Her story, told by descendant Rosemary SMITH
Rosemary joined the First Fleet Fellowship in September 1987 and holds certificate number 181. When asked how and when she found out that she was a descendant of First Fleeters, she seemed a little surprised by the question and said “I guess it’s something we’ve always known.”
Here is the story of her ancestor.
“This is the story of my four times grandmother, as we, her descendants know it. A lot of Australian histories focus on the male members of the family, and the hard working women who came with them, and bore numerable children, kept house in primitive conditions, farmed etc., who often don’t get the recognition they deserve.
Why Maria ——- she stayed! Private William Nash left the colony and disappeared from our family history.
Maria died in 1844, aged 74, so it is assumed she arrived aged 17 years with William Nash on board Prince of Wales.
On arrival in the new settlement she was unmarried and pregnant, though she had travelled as his wife. Her son William was born 1 May 1788 and baptised in the new colony, his birth was the eighth listed, family history has him as the first child born of free settlers in the new settlement.
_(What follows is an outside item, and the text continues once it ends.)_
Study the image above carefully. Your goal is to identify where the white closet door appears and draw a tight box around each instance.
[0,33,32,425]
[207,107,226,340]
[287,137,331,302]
Unfortunately he died June 1789.
Maria and William were married “by license” February 1789, no. 57 in the register, by Reverend Richard Johnson. This fact is regarded as extraordinary as marriage “licenses” were only issued by Bishops and there were no Bishops in the settlement at this time so it seems the “licenses” came with them from England. It’s source has never been traced.
In 1790 William and Maria Nash travelled to Norfolk Island on board the Sirius. The sea was too rough to land at Sydney Bay so the ship went around to Cascade Bay. There is no wharf there so, if she disembarked there, the process was hazardous. Into a row boat, which was brought into a large rock, and when the sea calms down a bit, you leap onto the rock between swells! Difficult enough in a pair of jeans, let alone in a long skirt, and likely pregnant again. The other option was to remain on the Sirius and come back to Sydney Bay. This time Sirius struck the reef and proceeded to break up and sink. It is commented on that the Sirius held together long enough to get the people off. Now with a loss of provisions and an increase in population of Norfolk Island, rations were reduced. The mutton bird became the staple food, imagine cooking and eating this day after day! Plus clothing was in short supply.
Maria’s son John was born on Norfolk Island 1790/179, her first son being dead most likely 12 months. By this time conditions on the island were so bad the Marines were protesting, just short of mutiny, a pretty stressful time for this young wife.
William and Maria returned to Sydney in 1791. Her subsequent children were Mary, born 1793, William 1795, George 1797 and Sarah 1798.
William Nash left the Marines in1797 and had received land grants totalling 205 acres at Mulgrave, Hawkesbury. This land would have required hand clearing before it was cultivated. The weather conditions were documented as droughts and flooding rains.
By 1802 Maria had left William and was living with ex-convict Robert Guy (horse theft), transported 1790 aboard Scarborough. On his pardon he was granted 30 acres at Concord, N.S.W; his family, listed in the Settlers Muster Book 1802 was “woman and two children”, George and Sarah. The two older children, Mary and William were employed elsewhere. By 1803 their farm was at Nepean and remained in the family for the next 60 years. William (jnr) died of snake bite in 1808.
As Maria’s granddaughter by 4, I find it interesting and amusing that William Nash could “apply to have Maria returned to him as her union with Robert Guy was illegal. Maria was bound to return to him, provided Robert Guy was compelled to quit possession of her.”
This case was between William and Robert Guy, Maria having no input into the case! Williams’ case was dismissed as he had not enacted on a previous decision made by the Judge Advocate. William Nash disappears from the family history in 1804? Returned to England? lost at sea with son John.
Life was not uneventful for Maria. She had a short spell in gaol in 1808 for perjury—Robert Guy in trouble again over a horse, a mix-up over payment.
Family lore has it that Robert Guy was a decent man, a successful farmer and a good step-father, he was witness at Mary’s wedding to Sergeant Robert Hall and Sarah named her son Robert after him.This boy being the eventual heir to his property. Robert Guy died in 1820, aged 48 and is buried at Castlereagh. Maria was his common-law wife and by the law of the day she was not entitled to any of his estate. By a will of 1819, Robert had left his property to Maria for her lifetime and then to go to his namesake Robert. They had never married as neither knew if previous spouses were dead or alive.
Maria farmed this land till her death in1844. She is buried in an unmarked grave in the Church of England section of the Castlereagh cemetery. The Williams/Nash family erected a memorial plaque to her at Castlereagh in 2004. William Nash’s name appears on a monument to the pioneers of the Hawkesbury district even though he left the Colony .
Lastly, ……our families pronounce her name MARIAH”.